太陽光水素生成では半導体である光触媒の価電子帯の電子を太陽光で伝導帯へ励起し、励起した電子でプロトンを還元し水素を得る。この時、対となる酸化反応は多くの場合、水の酸化による酸素生成が利用される。私たちの研究室では、この水の酸化に代わりヨウ化物イオン(I-)からヨウ素分子(I2)の生成にすることで光触媒に要求されるバンドギャップを小さくすることに取り組んでいる(図1)。

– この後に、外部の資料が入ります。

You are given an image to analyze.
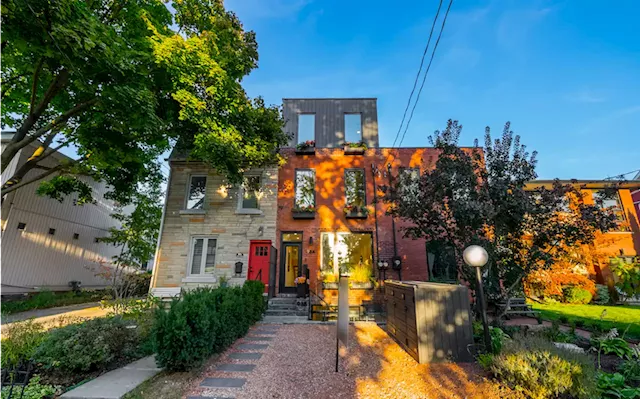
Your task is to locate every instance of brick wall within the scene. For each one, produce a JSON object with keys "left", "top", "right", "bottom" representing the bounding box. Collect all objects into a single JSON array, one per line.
[
  {"left": 152, "top": 162, "right": 278, "bottom": 294},
  {"left": 276, "top": 148, "right": 448, "bottom": 301}
]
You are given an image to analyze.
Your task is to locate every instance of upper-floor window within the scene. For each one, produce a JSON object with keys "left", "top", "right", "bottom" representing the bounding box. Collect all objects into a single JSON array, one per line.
[
  {"left": 344, "top": 169, "right": 366, "bottom": 207},
  {"left": 344, "top": 114, "right": 362, "bottom": 143},
  {"left": 240, "top": 176, "right": 260, "bottom": 209},
  {"left": 297, "top": 114, "right": 316, "bottom": 144},
  {"left": 294, "top": 169, "right": 316, "bottom": 211},
  {"left": 186, "top": 176, "right": 207, "bottom": 209},
  {"left": 189, "top": 237, "right": 217, "bottom": 276},
  {"left": 592, "top": 190, "right": 627, "bottom": 228}
]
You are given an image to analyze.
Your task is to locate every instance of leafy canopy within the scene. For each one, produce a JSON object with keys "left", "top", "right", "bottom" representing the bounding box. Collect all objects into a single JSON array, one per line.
[{"left": 0, "top": 0, "right": 287, "bottom": 203}]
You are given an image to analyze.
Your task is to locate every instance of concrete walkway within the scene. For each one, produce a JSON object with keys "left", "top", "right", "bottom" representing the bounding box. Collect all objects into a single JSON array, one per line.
[
  {"left": 0, "top": 302, "right": 108, "bottom": 328},
  {"left": 61, "top": 356, "right": 162, "bottom": 399}
]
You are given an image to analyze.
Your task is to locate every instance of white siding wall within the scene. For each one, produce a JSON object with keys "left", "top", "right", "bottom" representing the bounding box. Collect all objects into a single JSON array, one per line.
[{"left": 0, "top": 140, "right": 125, "bottom": 295}]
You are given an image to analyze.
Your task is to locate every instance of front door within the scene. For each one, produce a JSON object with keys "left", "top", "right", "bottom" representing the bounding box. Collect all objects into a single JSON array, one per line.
[
  {"left": 280, "top": 242, "right": 302, "bottom": 293},
  {"left": 247, "top": 240, "right": 271, "bottom": 292}
]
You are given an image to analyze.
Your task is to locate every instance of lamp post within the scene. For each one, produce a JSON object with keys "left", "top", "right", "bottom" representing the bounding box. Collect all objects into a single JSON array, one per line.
[{"left": 462, "top": 245, "right": 491, "bottom": 352}]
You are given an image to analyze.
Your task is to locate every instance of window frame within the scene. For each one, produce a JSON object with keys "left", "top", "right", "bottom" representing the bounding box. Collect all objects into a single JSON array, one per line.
[
  {"left": 236, "top": 172, "right": 264, "bottom": 215},
  {"left": 186, "top": 235, "right": 219, "bottom": 278},
  {"left": 294, "top": 112, "right": 316, "bottom": 147},
  {"left": 342, "top": 112, "right": 364, "bottom": 143},
  {"left": 183, "top": 173, "right": 209, "bottom": 212},
  {"left": 343, "top": 168, "right": 367, "bottom": 206},
  {"left": 293, "top": 168, "right": 316, "bottom": 209}
]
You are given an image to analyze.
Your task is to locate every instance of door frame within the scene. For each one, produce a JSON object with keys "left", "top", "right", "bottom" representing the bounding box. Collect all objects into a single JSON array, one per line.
[
  {"left": 247, "top": 240, "right": 272, "bottom": 288},
  {"left": 278, "top": 241, "right": 302, "bottom": 293}
]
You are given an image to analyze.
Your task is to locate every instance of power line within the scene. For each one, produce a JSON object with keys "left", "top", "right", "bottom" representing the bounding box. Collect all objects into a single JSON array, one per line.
[
  {"left": 384, "top": 0, "right": 453, "bottom": 169},
  {"left": 385, "top": 0, "right": 442, "bottom": 155}
]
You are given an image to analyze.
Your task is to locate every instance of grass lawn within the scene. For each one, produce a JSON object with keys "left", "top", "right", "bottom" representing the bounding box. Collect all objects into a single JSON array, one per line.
[{"left": 533, "top": 303, "right": 640, "bottom": 339}]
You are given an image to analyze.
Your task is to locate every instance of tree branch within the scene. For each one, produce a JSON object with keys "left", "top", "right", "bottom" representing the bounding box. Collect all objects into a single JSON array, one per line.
[{"left": 29, "top": 58, "right": 44, "bottom": 114}]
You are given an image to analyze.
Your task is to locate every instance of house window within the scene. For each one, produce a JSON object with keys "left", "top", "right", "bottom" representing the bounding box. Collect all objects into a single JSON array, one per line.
[
  {"left": 186, "top": 176, "right": 207, "bottom": 210},
  {"left": 592, "top": 190, "right": 627, "bottom": 230},
  {"left": 294, "top": 169, "right": 316, "bottom": 211},
  {"left": 344, "top": 169, "right": 366, "bottom": 207},
  {"left": 344, "top": 114, "right": 362, "bottom": 143},
  {"left": 189, "top": 237, "right": 218, "bottom": 276},
  {"left": 320, "top": 233, "right": 373, "bottom": 282},
  {"left": 298, "top": 114, "right": 316, "bottom": 144},
  {"left": 240, "top": 176, "right": 260, "bottom": 209}
]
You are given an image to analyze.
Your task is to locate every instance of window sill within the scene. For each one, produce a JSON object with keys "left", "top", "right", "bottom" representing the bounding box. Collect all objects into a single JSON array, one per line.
[
  {"left": 182, "top": 276, "right": 218, "bottom": 283},
  {"left": 236, "top": 209, "right": 263, "bottom": 215},
  {"left": 180, "top": 209, "right": 207, "bottom": 215}
]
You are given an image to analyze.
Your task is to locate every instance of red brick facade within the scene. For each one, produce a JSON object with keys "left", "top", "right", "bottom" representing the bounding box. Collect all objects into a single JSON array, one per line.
[{"left": 276, "top": 148, "right": 450, "bottom": 303}]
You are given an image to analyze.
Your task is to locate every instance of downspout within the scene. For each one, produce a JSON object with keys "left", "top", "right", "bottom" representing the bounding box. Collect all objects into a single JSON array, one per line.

図1 太陽光水素生成と電池発電を繰り返すHIサイクル。
このHIサイクルにおいてヨウ素のレドックス反応を用いる際にポリヨウ化物イオンの生成が障害となる。私たちは単層カーボンナノチューブ(SWCNT)を反応系に組み込むことでポリヨウ化物イオンからヨウ素分子を引きはがすことで水素生成効率を高めることに成功した(図2)。
図2 SWCNT添加量と水素生成効率の関係。
SWCNTを添加すると水素生成効率が高くなるのはヨウ素分子をチューブ内に内包するからである。図1のHIサイクルでは水素生成時にヨウ素内包SWCNTが副生成物として生成する。この副生成物は電池電極として利用することができる。この電池を発電するとヨウ化物イオンが再び生成するので太陽光水素生成実験に戻ることが可能となる(図1)。